A 42 ans, dont dix passés sur un lit d'hôpital après un accident de voiture en 2008, Vincent Lambert est bel et bien dans "un état végétatif chronique irréversible", écrivent ces trois experts dans leur rapport datant du 18 novembre et dont l'AFP a obtenu copie mercredi soir.
Nommés par le tribunal administratif de Châlons-en-Champagne, ils étaient chargés de se prononcer sur l'état du patient et son évolution depuis 2014, date de la dernière expertise officielle.
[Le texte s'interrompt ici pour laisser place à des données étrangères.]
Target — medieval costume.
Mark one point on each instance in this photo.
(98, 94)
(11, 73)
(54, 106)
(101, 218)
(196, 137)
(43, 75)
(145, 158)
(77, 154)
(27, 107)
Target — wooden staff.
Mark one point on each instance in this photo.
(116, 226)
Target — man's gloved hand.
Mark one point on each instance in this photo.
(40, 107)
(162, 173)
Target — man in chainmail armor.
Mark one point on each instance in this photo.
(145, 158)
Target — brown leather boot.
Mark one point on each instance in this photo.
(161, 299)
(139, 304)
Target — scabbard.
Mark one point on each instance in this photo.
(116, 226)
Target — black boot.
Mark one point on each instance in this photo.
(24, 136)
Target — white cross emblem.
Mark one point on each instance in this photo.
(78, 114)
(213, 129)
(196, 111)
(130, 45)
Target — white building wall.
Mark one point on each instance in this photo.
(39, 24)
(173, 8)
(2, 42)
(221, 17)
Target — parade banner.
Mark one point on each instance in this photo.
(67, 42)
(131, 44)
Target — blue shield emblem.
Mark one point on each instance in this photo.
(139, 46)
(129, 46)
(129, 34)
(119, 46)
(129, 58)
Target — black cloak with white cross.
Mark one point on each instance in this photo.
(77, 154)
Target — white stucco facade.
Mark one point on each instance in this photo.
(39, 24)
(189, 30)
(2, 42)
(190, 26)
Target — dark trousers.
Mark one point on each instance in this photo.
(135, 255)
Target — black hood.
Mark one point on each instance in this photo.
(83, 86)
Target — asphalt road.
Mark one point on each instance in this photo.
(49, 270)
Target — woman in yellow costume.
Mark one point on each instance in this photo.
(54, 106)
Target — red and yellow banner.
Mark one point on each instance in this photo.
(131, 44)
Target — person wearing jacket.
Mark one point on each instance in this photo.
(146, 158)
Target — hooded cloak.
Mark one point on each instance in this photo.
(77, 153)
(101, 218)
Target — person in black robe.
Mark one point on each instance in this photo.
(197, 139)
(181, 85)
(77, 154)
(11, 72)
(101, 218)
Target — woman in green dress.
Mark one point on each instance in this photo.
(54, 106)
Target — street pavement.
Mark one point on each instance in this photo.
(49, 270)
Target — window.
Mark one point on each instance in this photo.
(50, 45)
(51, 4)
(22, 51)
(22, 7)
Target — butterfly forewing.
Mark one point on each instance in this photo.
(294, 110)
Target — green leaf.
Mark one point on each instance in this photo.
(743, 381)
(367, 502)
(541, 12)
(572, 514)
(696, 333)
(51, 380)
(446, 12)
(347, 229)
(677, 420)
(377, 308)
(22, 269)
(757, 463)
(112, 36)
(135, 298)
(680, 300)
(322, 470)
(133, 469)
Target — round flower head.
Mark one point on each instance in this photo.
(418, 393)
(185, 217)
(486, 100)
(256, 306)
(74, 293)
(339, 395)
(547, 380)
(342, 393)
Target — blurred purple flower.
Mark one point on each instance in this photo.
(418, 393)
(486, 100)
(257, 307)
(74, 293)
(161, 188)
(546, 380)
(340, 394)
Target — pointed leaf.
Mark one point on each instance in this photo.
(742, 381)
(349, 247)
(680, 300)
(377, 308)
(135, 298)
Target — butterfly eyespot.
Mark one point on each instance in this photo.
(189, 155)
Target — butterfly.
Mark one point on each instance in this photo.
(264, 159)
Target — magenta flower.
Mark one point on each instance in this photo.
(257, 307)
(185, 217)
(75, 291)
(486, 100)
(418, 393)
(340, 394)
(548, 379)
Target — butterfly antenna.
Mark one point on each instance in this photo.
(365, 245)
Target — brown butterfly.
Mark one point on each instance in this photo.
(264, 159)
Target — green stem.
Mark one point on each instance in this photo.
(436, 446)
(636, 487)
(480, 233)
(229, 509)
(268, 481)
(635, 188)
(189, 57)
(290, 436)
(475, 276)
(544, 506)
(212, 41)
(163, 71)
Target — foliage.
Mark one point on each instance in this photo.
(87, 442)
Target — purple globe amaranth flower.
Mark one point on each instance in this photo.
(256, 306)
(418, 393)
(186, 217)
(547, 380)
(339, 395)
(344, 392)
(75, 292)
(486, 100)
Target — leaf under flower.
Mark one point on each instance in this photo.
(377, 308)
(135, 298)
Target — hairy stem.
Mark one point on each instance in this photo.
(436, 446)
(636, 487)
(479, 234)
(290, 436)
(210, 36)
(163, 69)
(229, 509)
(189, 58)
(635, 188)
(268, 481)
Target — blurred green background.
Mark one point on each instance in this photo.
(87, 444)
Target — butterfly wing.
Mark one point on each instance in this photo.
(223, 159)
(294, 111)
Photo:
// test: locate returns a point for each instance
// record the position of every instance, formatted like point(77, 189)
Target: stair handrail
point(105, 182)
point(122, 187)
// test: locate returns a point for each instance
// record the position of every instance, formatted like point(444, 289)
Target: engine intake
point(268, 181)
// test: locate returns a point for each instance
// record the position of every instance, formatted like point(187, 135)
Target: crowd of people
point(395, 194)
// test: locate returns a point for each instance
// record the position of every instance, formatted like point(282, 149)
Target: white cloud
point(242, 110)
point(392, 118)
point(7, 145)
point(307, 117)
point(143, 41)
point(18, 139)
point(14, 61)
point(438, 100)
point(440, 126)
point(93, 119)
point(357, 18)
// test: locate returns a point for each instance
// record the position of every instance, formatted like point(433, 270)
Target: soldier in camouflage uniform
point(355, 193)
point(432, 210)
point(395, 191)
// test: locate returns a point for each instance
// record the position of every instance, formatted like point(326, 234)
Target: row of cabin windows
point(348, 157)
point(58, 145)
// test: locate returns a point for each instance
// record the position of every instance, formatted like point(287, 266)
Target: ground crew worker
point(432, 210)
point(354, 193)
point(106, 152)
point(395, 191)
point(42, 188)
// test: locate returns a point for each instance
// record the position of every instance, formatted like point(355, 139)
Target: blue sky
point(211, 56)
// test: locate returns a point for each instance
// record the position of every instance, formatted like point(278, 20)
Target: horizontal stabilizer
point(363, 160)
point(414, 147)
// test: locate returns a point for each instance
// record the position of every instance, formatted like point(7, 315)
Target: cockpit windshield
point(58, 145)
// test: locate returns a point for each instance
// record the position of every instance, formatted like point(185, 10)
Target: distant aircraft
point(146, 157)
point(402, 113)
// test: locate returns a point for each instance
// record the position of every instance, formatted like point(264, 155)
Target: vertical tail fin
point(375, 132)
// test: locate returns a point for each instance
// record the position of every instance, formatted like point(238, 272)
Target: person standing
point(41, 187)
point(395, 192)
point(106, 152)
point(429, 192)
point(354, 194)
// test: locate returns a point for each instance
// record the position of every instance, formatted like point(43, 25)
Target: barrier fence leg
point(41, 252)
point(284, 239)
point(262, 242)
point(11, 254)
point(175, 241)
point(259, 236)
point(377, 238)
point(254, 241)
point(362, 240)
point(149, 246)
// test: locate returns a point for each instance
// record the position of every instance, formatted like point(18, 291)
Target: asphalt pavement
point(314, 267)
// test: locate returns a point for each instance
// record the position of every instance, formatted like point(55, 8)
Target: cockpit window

Un préalable requis avant l'éventuel déclenchement d'une procédure d'arrêt des soins, demandée depuis le 9 avril par le CHU de Reims où le patient est hospitalisé.
"Vincent Lambert est dans un état d'incapacité fonctionelle psycho-motrice totale en 2018 comparable cliniquement à celui enregistré en 2014", ont-ils tranché, en ajoutant que "des éléments minimes d'aggravation ont été enregistrés".
Ce père de famille, ancien infirmier psychiatrique, a été examiné à deux reprises, à 16 heures d'intervalle, le 7 septembre au soir et lendemain matin, en présence des médecins conseils des différentes parties, qui se déchirent sur le sort du patient.
Car au coeur de ce drame familial se joue une guerre de tranchées entre les proches de Vincent Lambert, chacun restant campé sur ses positions depuis la première tentative, avortée, d'arrêt des soins, en 2013.
Cette expertise avait été demandée par les parents Lambert, catholiques proches des milieux intégristes, et une partie de sa fratrie, qui considèrent que Vincent est "handicapé" mais a fait "des progrès".
Sa "situation d'impotence fonctionnelle totale du fait des lésions encéphaliques irréversibles" lui interdit "toute qualité de vie" et ne rend "plus d'accès possible à la conscience", relèvent toutefois les experts.
Leur rapport, qui fait transparaître la ligne de crête sur laquelle il repose depuis une décennie, note que "la limitation extrême ou totale de ses capacités d'accès à la conscience, de communication, de motricité, d'expression de sa personnalité, l'altération irréversible de son image lui portent atteinte à un point qui n'est pas acceptable par lui-même et par son épouse et tutrice".
Rachel Lambert se bat pour faire respecter la volonté de son mari qui, selon elle, n'aurait pas voulu d'acharnement thérapeutique, même s'il n'a jamais couché cette volonté sur le papier.
Aucune obstination déraisonnable
"Ce n'est pas une surprise qu'il n'aille pas mieux, le débat ne porte pas sur son état médical, il n'y a pas de doute là-dessus", a réagi mercredi soir auprès de l'AFP François Lambert, son neveu, également favorable à l'arrêt des soins.
Mais, sur certains points, les experts sont plus nuancés: ils avancent que la prise en charge du patient à travers ses "besoins fondamentaux primaires ne relève pas de l'acharnement thérapeutique ou d'une obstination déraisonnable", élément-clé de la loi Claeys-Leonetti sur la fin de vie.
A leurs yeux aussi, la condition médicale de Vincent Lambert "n'appelle aucune mesure d'urgence" et "il existe en France des structures pouvant l'accueillir jusqu'à sa disparition si le maintien au CHU de Reims s'avérait impossible pour des raisons autres que relevant de la simple technique médicale".
"Nous rejoignons l'avis des experts quant à la nécessité de transférer enfin Vincent dans un établissement spécialisé" pour qu'il ait "accès aux meilleurs soins", a déclaré à l'AFP Me Jean Paillot, l'un des avocats des parents du patient en livrant sa propre analyse du rapport. Cette requête a toutefois déjà été rejetée par la justice.
Ce rapport pourrait ouvrir la voie à une nouvelle ère dans la bataille judiciaire concernant Vincent Lambert, dont le sort est depuis cinq ans noyé sous les recours juridiques et phagocyté par le débat sur la fin de vie.